Judge allows process for proposed South Blooming Grove building moratorium to proceed 

A judge who stopped a hearing on a proposed residential building moratorium in the Village of South Blooming Grove in August will now allow the process to proceed, the village attorney said.

Village Attorney Dennis Lynch said the judge issued an order last week that will restart the village’s effort to enact a three-month residential building moratorium.

“We have a good development,” Lynch said. “The Bankruptcy Court issued an order.” Now, Lynch said, the Village Board will redraft its proposed moratorium law at its next meeting, which is set for Tuesday, and schedule a public hearing.
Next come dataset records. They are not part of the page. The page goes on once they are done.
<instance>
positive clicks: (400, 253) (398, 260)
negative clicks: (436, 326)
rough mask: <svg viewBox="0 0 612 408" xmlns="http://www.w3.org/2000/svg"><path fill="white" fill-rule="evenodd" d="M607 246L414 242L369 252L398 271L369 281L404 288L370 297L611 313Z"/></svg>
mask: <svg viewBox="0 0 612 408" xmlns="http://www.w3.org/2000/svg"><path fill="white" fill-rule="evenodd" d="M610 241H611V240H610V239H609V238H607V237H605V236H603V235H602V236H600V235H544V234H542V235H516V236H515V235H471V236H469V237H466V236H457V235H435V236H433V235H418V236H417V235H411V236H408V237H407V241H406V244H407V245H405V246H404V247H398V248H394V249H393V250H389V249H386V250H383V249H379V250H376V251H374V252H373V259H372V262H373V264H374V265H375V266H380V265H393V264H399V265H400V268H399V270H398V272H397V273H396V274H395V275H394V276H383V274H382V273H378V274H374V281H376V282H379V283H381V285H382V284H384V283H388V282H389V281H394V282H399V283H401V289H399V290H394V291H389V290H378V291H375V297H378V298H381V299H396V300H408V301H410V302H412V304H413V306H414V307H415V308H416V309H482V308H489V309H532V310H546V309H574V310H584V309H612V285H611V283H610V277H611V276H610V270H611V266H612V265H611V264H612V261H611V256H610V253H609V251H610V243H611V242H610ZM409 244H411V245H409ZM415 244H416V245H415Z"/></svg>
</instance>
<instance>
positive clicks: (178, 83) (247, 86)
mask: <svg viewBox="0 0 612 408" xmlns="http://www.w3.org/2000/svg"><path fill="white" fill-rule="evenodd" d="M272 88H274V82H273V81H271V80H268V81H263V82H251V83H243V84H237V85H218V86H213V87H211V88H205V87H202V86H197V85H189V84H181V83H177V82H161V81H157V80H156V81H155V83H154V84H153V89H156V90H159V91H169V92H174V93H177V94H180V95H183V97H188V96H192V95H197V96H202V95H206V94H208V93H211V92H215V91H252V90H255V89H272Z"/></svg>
The village was supposed to have its hearing on the proposed moratorium law Aug. 22. But Judge Nancy Hershey Lord, who sits in U.S. Bankruptcy Court in Brooklyn, issued a restraining order. Lord acted on a request from Keen Equities, which wants to build a 566-home Hasidic subdivision, Clove Wood, at the former Lake Anne Country Club site on Clove Road. Keen had feared that the moratorium was an attempt to delay approval of Clove Wood while the village changes its zoning to reduce permitted density or otherwise rezone the Lake Anne site.

Lawyers for the developers and the village were supposed to appear before Lord Sept. 15 in Brooklyn. Lynch said the parties worked things out with a conference call, and the judge reached a “stipulation resolution,” allowing the moratorium process to go forward.

Lynch said the village agreed to exclude a number of projects that are already working their way through the planning process, including Clove Wood and a $6.6 million, 39,000-square-foot Sleep Inn hotel to be built on 11 acres off Route 208.

Keen bought the Lake Anne site for $15 million in 2006 to build “multi-family housing to accommodate the growing needs of the Satmar Community in Kiryas Joel,” according to a company statement in court papers. The purchase was financed by a $10 million mortgage from the Greene family, longtime owners of the property. Five years later, Keen defaulted on payments, and the Greenes sought to foreclose. But before the foreclosure could be finalized, Keen filed for bankruptcy protection in November 2013. It then reorganized and reapplied for approval of the project.